Parmalat chiama i suoi advisor

Parmalat chiama i suoi advisor
 

Il capitolo del Consiglio d’ amministrazione di ieri di Parmalat si è chiuso senza una decisione sul prezzo offerto da Lactalis per l’ Opa "né sollecitata né concordata" e a ha dato mandato agli advisor (Goldman Sachs, Shearman & Sterling, Studio Legale Lombardi Molinari e Associati e Studio Legale Legance) per una valutazione di congruità del prezzo fissato dai francesi (ovvero 2,6 euro per azione).
Ma come in una partita di tennis, i tempi possono anche essere lunghi.
Almeno fino alla data (25, 26 o 28 giugno) dell’ assemblea.
Il punto era rispedire comunque la palla oltre la rete.

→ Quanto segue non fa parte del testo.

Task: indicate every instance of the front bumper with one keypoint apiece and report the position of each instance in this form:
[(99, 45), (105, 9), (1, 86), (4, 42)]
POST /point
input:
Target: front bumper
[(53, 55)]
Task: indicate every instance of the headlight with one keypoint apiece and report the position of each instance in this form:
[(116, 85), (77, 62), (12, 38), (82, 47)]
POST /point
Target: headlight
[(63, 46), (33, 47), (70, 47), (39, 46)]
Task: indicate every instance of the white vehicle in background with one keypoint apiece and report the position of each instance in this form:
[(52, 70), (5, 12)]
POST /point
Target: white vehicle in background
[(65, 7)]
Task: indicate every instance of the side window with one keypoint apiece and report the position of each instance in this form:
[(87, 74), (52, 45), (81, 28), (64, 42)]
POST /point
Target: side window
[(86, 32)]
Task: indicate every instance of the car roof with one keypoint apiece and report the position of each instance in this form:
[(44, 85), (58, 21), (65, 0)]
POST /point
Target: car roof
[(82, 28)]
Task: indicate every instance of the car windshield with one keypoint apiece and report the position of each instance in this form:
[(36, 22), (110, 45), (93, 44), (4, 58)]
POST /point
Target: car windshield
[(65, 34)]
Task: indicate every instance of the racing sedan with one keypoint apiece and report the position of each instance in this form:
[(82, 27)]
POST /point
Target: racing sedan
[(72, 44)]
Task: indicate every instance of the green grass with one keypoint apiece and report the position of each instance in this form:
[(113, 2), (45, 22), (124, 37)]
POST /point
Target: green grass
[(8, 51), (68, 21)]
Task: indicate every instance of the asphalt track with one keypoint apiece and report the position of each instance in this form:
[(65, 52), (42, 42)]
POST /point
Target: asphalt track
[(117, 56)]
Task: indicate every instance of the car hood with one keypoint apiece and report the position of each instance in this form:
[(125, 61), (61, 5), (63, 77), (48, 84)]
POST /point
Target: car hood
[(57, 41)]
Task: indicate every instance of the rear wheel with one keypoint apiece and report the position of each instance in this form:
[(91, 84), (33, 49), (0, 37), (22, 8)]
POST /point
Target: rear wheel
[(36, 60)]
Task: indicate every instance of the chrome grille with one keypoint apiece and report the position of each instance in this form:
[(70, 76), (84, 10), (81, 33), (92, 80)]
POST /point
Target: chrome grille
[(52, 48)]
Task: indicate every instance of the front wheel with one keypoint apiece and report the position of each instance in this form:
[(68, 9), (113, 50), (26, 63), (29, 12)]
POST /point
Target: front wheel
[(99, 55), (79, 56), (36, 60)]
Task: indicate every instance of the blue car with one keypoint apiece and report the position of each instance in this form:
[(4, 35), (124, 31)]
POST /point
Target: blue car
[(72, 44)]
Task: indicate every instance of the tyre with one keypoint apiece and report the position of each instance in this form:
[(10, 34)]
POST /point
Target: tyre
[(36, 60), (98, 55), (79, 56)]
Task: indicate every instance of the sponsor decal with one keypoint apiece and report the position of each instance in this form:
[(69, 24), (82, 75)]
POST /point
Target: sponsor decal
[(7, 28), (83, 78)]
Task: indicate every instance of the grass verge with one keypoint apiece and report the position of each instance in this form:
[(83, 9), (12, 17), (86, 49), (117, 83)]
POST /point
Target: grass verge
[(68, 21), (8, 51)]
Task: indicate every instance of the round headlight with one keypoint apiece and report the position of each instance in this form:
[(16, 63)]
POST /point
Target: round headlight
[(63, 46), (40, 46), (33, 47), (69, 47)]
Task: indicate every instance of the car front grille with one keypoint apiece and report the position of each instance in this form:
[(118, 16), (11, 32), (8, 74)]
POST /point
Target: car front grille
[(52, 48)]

Perché i francesi di Lactalis avevano "schiacciato" a sorpresa lanciando un’ Opa anche se "tecnicamente" non erano tenuti a farlo.
Così facendo però hanno ripreso l’ iniziativa sfilando la mossa a un’ eventuale cordata italiana.

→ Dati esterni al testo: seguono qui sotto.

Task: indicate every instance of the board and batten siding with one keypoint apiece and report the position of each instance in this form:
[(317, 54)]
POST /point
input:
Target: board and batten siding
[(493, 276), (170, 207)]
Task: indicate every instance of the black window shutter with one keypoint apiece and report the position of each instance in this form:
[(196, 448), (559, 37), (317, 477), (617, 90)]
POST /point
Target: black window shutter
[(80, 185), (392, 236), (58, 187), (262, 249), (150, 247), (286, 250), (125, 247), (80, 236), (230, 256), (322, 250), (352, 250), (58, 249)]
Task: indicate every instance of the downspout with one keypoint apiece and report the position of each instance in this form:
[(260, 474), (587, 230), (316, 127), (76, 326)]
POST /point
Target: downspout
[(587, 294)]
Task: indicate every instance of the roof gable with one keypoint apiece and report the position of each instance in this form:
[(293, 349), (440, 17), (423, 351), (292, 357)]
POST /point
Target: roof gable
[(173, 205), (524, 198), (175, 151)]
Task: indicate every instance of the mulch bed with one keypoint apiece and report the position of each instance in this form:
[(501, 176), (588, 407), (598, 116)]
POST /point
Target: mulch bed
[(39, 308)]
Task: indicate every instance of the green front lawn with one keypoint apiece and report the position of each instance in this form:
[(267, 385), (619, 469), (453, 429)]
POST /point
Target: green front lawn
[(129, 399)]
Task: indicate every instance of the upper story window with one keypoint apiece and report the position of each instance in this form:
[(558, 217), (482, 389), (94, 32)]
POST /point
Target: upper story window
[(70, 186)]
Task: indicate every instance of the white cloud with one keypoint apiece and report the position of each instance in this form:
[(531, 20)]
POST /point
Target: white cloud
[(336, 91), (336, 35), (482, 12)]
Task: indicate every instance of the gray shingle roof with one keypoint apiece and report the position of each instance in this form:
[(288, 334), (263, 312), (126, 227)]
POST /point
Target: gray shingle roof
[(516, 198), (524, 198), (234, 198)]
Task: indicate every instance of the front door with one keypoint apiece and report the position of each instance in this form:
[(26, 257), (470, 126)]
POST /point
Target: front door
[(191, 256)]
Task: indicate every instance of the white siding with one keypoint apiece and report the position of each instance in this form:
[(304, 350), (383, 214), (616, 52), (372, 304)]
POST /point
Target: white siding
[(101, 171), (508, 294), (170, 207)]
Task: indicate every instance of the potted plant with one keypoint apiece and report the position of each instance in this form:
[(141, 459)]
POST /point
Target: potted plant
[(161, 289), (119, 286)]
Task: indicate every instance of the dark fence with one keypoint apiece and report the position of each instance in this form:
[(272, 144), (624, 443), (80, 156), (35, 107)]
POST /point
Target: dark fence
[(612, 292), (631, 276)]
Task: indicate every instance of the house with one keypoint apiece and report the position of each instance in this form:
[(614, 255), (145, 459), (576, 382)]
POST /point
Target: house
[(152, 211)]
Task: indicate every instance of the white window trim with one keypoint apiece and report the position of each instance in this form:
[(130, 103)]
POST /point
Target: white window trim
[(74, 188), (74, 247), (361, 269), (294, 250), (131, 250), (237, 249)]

Le novità della giornata di ieri sono arrivate dal Palazzo e da fuori con il Codacons che ha presentato un ricorso al Tar del Lazio per tentare di bloccare i francesi.

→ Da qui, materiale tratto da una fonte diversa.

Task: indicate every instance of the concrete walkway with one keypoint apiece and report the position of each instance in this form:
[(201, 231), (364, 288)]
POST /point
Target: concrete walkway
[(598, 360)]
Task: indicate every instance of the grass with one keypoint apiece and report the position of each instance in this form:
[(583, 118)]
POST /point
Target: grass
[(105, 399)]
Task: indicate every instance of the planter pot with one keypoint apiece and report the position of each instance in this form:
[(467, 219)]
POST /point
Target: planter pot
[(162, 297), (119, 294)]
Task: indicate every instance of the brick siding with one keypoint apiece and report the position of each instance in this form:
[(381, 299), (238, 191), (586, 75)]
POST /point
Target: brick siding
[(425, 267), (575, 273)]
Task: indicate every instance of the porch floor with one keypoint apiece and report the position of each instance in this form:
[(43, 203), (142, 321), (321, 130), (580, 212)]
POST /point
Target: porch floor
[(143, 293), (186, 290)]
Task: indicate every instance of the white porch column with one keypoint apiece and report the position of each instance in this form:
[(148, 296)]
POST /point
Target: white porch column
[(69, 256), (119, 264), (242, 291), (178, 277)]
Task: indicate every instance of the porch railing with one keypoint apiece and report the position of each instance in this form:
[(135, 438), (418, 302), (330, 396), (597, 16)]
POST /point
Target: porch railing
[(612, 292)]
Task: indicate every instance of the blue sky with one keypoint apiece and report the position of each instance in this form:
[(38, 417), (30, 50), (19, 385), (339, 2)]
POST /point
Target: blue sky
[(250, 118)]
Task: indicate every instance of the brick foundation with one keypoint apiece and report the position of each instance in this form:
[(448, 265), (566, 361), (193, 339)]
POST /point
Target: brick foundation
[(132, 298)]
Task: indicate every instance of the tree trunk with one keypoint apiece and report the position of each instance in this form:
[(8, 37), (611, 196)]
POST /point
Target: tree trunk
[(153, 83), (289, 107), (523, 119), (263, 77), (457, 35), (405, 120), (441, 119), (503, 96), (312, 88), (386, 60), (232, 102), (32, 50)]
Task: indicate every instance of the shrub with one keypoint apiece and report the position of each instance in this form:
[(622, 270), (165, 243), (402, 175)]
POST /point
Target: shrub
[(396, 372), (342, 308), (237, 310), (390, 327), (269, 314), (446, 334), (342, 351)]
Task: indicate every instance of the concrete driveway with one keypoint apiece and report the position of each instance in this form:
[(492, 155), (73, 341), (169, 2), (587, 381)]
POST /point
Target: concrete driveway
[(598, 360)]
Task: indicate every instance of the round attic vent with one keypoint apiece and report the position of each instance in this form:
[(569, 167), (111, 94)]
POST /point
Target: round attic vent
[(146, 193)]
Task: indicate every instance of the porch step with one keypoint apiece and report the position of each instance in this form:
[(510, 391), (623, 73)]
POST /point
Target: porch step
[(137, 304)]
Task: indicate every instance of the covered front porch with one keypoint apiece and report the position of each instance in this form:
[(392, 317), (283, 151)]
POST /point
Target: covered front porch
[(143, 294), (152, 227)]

Il fatto che Lactalis da anni non pubblichi i bilanci (pagando per questo una multa allo Stato francese) "viola i principi del testo Unico della Finanza e del Regolamento Emittenti" e metterebbe a rischio i 1,4 miliardi di liquidità di Parmalat secondo le associazioni che hanno presentato il ricorso.
Ma la partita a tennis ha trovato tifosi nel palazzo e se la Camera ha votato a favore del decreto legge "Anti-scalate" con l’ astensione di Pd, Udc e Fli e il voto contrario di Idv e Radicali, il vero "fuori programma" è arrivato da Antonio Martino del Pdl che ha riservato un duro attacco al Ministro dell’ economia Giulio Tremonti, da lui accusato di non "aver neanche seguito un corso di primo anno di Economia".
Nel Pdl Giuliano Cazzola, che si è astenuto, dicendosi "fiero" delle sue "velleità mercatiste", ha detto di "trovare singolare l’ introdurre il valore dell’ italianità nella costruzione di un gruppo italo-francese che permetterà di salvaguardare gli impianti e l’ occupazione".
Durissimo Martino, che ha espresso "divertito stupore".
"Quando un’ impresa italiana scala con successo un’ impresa estera sono tutti contenti; quando un’ impresa straniera scala un’ impresa italiana si stracciano le vesti.
Dovrebbe essere il contrario", ha sottolineato in un intervento applaudito da alcuni colleghi di maggioranza rilevando che "nel primo caso c’ è una fuga di capitali italiani, nel secondo invece sono capitali stranieri che arrivano nel Paese".
Il decreto approvato a Montecitorio permette di posticipare i termini per la convocazione dell’ assemblea annuale successiva alla chiusura dell’ esercizio 2010, in favore di alcune tipologie di società quotate.
Esso consente lo slittamento, da 120 a 180 giorni dalla chiusura dell’ esercizio 2010, dei termini per la convocazione dell’ assemblea annuale, anche qualora tale possibilità non sia prevista dallo statuto, in favore di società quotate che hanno l’ Italia come Stato membro d’ origine, investite dall’ obbligo di pubblicare relazioni finanziarie a cadenza periodica.
Queste società, ove al 27 marzo 2011 (data di entrata in vigore del decreto-legge) abbiano già pubblicato l’ avviso di convocazione dell’ assemblea annuale potranno riconvocarla a nuova data.
Tagliato su misura per Parmalat, ma che potrebbe venire buono in seguito per dichiarare "out" i servizi che i francesi starebbero tentando di mettere a segno oltre la rete delle Alpi.